Figure 3b shows the charge-discharge capacities of all-solid li-ion batteries with different SPE at 60 °C under current density of 0.2 C. The battery with PAL-R electrolyte delivers a discharge capacity of 162.6 mAh g− 1 with the discharge-charge voltage gap of 60 mV, while the battery with PAL-C electrolyte delivers a discharge capacity of 156.7 mAh g− 1 with the discharge-charge voltage gap of 82 mV. The increased discharge capacity and decreased voltage gap can be attributed to the higher conductivity and lower resistances of the PAL-R electrolyte compared with PAL-C electrolyte. The rate performance of all-solid li-ion batteries with different SPE was conducted under current densities of 0.1 C, 0.2 C, 0.5 C, 1 C and 0.2 C (Fig. 3c, 3d and S4), respectively. The results indicate that the battery with PAL-R can deliver a capacity of 164.3, 162.6, 161.8, 157.8 and 161.2 mAh g− 1, respectively. This performance is much better than the battery with PAL-C electrolyte, which only delivers capacities of 161.5, 156.7, 148.7, 142.1 and 151.8 mAh g− 1, respectively. This result illustrated that the PAL-R electrolyte could afford the high rate operation due to the higher conductivity.
The cycle performance of the battery with different SPE was tasted under the current density of 0.5 C (Fig. 3e). For LFP/PAL-C/Li cell, the discharge capacity maintains 117.1 mAh g− 1 after 300 cycles with the capacity decay rate of 0.071% per cycle. For comparison, the LFP/PAL-R/Li cell maintains a discharge capacity of 136.8 mAh g− 1 with the capacity decay rate of 0.048% per cycle under the same condition. The significantly improved cycle performance can be attributed to the higher ionic conductivity and better inhibitory effect on lithium dendrites.
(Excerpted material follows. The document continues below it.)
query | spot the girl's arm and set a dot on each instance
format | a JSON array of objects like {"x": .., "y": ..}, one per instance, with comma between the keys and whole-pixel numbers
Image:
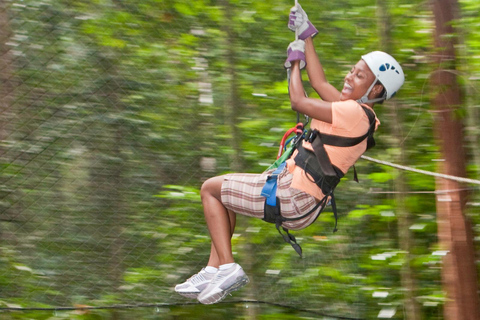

In this work, we applied a simple press rolling technology to improve the performance of PEO-based SPE for all-solid li-ion batteries. The rolled PEO-based SPE shows a decreased crystallinity and increased amorphous phase, which are expected to be benefit for li-ion transportation. After treatment, PEO-based SPE delivers a doubling room temperature conductivity and decreased activation energy. It is experimentally shown the LiFePO4/SPE/Li all-solid li-ion battery with the rolled PEO-based SPE exhibits a rechargeable specific capacity of 162.6 mAh g− 1 with a discharge-charge voltage gap of 60 mV at a current density of 0.2 C, which is much better than that of the cast PEO-based SPE (156.7 mAh g− 1 and 82 mV). Furthermore, the capacity decay rate was reduced to 0.0048% per cycle after 300 cycles at 0.5 C. All the results show that the grain reforming technology is a promising technology to improve the performance of PEO-based SPE.